Whether we like it or not, Gödel's Incompleteness Theorems prove the falsehood of materialism or naturalism. No theory that uses mathematics can be complete and consistent, because it is not possible make a complete and consistent set of axioms based on numbers. In other words, if it tries to explain everything, it will contradict itself. Some facts that are false will be proved true, or true facts will be unprovable. Such theories must ultimately be wrong.
The Vedas provide a theory of everything without the above-mentioned flaws. The śruti portion of the Vedas is in formal Sanskrit while the smṛti portion explains it in vernacular Sanskrit. Sanskrit grammar acts like mathematics, precisely describing reality, but full of meaning.
Nārada Muni said in Śrīmad-Bhāgavatam,
SB 4.29.2b: Everything happening within time, which consists of past, present and future, is merely a dream. That is the secret understanding in all Vedic literature.

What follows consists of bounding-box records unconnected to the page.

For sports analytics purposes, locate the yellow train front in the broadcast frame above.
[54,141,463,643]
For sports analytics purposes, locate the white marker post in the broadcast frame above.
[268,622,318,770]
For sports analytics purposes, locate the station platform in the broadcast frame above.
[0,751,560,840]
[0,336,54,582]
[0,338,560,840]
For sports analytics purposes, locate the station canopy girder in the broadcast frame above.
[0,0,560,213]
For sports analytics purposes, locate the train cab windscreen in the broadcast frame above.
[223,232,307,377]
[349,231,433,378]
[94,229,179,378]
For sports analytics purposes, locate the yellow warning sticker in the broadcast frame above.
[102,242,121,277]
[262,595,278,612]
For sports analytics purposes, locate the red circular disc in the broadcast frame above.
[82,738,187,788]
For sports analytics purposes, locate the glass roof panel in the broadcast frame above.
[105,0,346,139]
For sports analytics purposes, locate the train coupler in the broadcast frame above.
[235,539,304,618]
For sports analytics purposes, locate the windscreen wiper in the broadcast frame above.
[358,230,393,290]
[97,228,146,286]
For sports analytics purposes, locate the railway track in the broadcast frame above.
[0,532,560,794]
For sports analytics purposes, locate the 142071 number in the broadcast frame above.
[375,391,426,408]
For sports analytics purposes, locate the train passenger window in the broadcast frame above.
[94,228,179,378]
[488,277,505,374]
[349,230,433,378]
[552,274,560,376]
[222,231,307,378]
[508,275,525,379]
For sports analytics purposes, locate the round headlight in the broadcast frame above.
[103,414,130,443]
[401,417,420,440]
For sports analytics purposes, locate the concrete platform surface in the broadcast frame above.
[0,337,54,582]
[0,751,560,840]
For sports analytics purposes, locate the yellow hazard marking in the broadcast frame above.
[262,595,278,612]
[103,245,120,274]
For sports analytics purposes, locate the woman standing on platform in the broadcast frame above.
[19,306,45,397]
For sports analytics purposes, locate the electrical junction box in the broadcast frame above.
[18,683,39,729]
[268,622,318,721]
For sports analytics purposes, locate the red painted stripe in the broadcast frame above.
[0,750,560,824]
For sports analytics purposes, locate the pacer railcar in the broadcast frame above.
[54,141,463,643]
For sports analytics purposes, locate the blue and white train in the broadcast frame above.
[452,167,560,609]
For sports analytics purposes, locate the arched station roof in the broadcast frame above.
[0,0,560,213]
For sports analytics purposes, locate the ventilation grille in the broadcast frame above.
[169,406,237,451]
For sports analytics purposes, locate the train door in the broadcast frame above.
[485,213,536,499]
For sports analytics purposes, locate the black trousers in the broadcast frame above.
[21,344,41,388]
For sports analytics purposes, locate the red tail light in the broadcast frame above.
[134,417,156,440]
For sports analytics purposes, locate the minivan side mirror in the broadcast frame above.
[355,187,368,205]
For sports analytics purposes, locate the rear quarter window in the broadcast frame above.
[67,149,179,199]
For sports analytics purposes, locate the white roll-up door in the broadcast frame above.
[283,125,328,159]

http://Www.vedabase.com/en/sb/4/29/2b
A dream environment implies a dreamer. Śrīmad-Bhāgavatam gives the generator of the multiverse the name Mahā-Viṣṇu or Saṅkarṣaṇa, but also says Saṅkarṣaṇa and the other plenary forms are all expanded from Kṛṣṇa, the Supreme Personality of Godhead. So Kṛṣṇa is the ultimate dreamer upon whom everything depends.